Un mix letale di fattori ha dunque mandato sul lastrico lo Sri Lanka. L’aspetto sul quale vale la pena porre l’attenzione riguarda però la crisi agroalimentare. Come ha fatto Colombo ad arrivare al punto di non ritorno? Il presidentissimo Rajapaksa, ben lieto di mettere in pratica i consigli di funzionari occidentali ultra-ambientalisti, ha sostanzialmente convertito l’agricoltura locale a metodi agro-biologici. Le autorità srilankesi hanno così imposto l’agricoltura biologica all’intero Paese, provocando, al contrario delle aspettative, una fame diffusa. Col senno di poi, il Wall Street Journal ha definito questa volontà riformatrice un “disastro umano”.
Il fallimento del paradigma green
Alla base della cacciata di Rajapaksa c’è – anche e soprattutto – una verità troppo spesso ignorata. Tra le colpe del presidente troviamo quella di essersi mascherato in guerriero verde e aver obbligato i suoi connazionali a sposare una politica green a dir poco rischiosa. La stessa politica che la sinistra ambientalista americana considra sacra, e che vorrebbe mettere in pratica ovunque. Nel 2019, il signor Rajapksa ha passato gran parte della sua campagna presidenziale a promettere una sorta di utopia tecnocratica. Nell’arco di un decennio, assicurava il presidente, l’agricoltura del Paese sarebbe completamente diventata biologica. Poi è arrivata la pandemia di Covid. Accanto alla corruzione e ai conti statali sempre più disordinati, l’emergenza sanitaria ha spazzato via il turismo, pilastro economico dell’isola.
Nonostante gli effetti della pandemia sulla popolazione, Rajapaksa ha deciso, il 27 aprile 2021, senza preavviso e senza prima istruire gli agricoltori su come prepararsi al cambiamento, di vietare tutti i fertilizzanti sintetici e i pesticidi.
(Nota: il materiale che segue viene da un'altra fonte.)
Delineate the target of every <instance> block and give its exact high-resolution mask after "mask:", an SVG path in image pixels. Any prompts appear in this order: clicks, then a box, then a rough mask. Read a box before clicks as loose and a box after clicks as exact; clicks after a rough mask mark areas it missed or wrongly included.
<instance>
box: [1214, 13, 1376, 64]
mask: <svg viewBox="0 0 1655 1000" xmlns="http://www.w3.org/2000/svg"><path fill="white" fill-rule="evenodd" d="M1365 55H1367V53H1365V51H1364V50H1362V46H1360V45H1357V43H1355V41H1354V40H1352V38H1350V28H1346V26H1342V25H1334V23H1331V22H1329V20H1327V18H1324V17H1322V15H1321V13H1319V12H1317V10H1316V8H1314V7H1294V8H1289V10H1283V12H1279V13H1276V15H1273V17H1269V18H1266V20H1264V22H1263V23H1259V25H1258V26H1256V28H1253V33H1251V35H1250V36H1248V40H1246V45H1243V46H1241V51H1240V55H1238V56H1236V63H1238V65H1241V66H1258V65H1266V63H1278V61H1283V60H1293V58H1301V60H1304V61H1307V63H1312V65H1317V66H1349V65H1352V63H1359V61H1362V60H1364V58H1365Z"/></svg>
Risultato: l’agricoltura srilankese sarebbe diventata biologica al 100% per proteggere l’ambiente e la salute delle persone. Gli agronomi, inascoltati, hanno più volte avvertito della catastrofe che sarebbe seguita a questa folle decisione. L’esito della politica green ha provocato la diminuzione del 20% della produzione di riso nei soli 180 giorni del divieto dei fertilizzanti sintetici. Il tè, principale raccolto da reddito, ha invece dovuto fare i conti con le esportazioni più basse in un quarto di secolo. Gli agricoltori, infine, hanno lasciato un terzo dei terreni agricoli a maggese, mentre i prezzi del cibo sono aumentati vertiginosamente per via della scarsità di risorse. Il resto è storia recente. Le lussuose politiche green si sono insomma rivelate un prodotto per ricchi. Da questo punto di vista, la “cavia” Sri Lanka dovrebbe far riflettere i paladini del green a senso unico.